Foreign Minister Shimon Peres said Friday his Labor Party would not join a coalition led by the right-wing Likud Party unless Labor's peace programs were adopted.

"We are interested in one central thing: the continuation of the peace process," Peres told Army Radio. "We won't join any government that doesn't have a plan for peace."The statement all but ruled out Labor entering a "national unity" government as a junior partner. Many Labor leaders and left-wing parties have urged Peres to form a strong opposition bloc and not compromise on any of Labor's policies.

The Central Elections Committee Friday released the final results of Tuesday's election, giving Labor and Likud each an extra seat in the 120-member parliament at the expense of two small Arab parties.

Likud received 40 seats to Labor's 39, leaving Likud in a stronger position to form the next government with a coalition of right-wing and religious parties, which made a surprisingly strong showing at the polls.

The results increased the right-wing bloc's total number of seats to 65 and reduced the left-wing bloc by one. The final allocation of seats in the Knesset, or parliament, came after the votes cast by soldiers on active duty were tallied.

Four religious parties, which won 18 of the 120 seats in the Knesset, appear to hold the key to forming any coalition. Both Shamir and Peres met with representatives of those parties Wednesday, and a Likud negotiating team continued talks Thursday.

Israelis - non-religious and religious - said they were apprehensive about how many concessions the religious parties will extract from any major party in exchange for their backing. Rabbi David Hartman, a prominent Jewish scholar, said the result could be "potentially divisive and destructive of the whole Zionist renaissance."

But Shamir tried to dispel concerns the religious parties would have an overbearing influence in any coalition he led.

"I feel responsible to the public," Shamir told Israel Television. "We will only agree to logical things. I haven't heard anything from them that would frighten anyine. These parties are standing on the staus quo."

National Religious Party leader Avner Shaki tried to allay public fears of excessive requests by religious factions. Israel Radio reported that NRP sources said the party would prefer a coalition led by Shamir that included only Labor and the Zionist NRP instead of a coalition that involved the non-Zionist religious factions.

"Just the contrary.
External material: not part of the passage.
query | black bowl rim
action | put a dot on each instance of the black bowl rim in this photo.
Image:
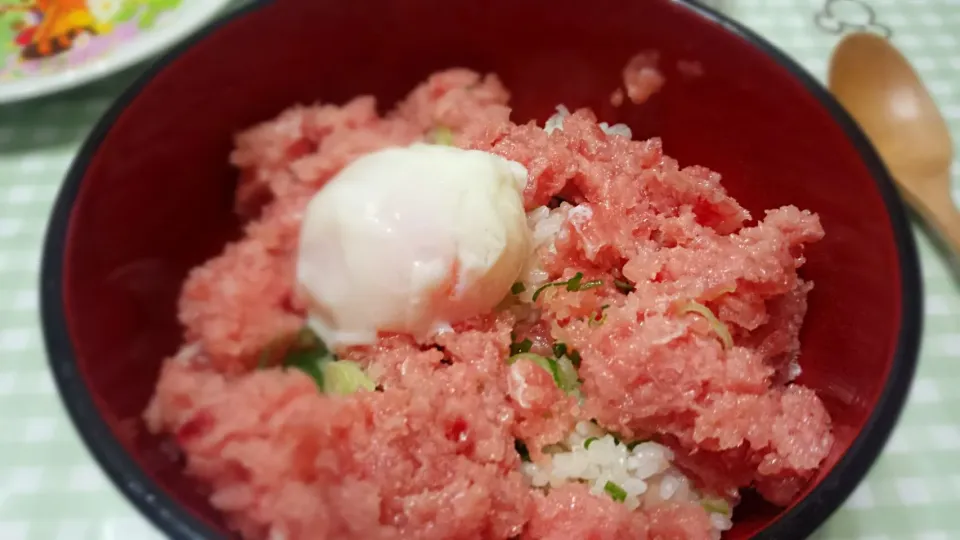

We are just going to ask the main and the most important things," Shaki told Israel Radio before a negotiating session. "We are going to do our best to make sure that we are bringing people together, and not to put any wall in between."

The NRP differs from the three other religious parties in that its base of support is not the ultra-Orthodox community, and it places great importance on continued Israeli sovereignty over the West Bank and Gaza Strip.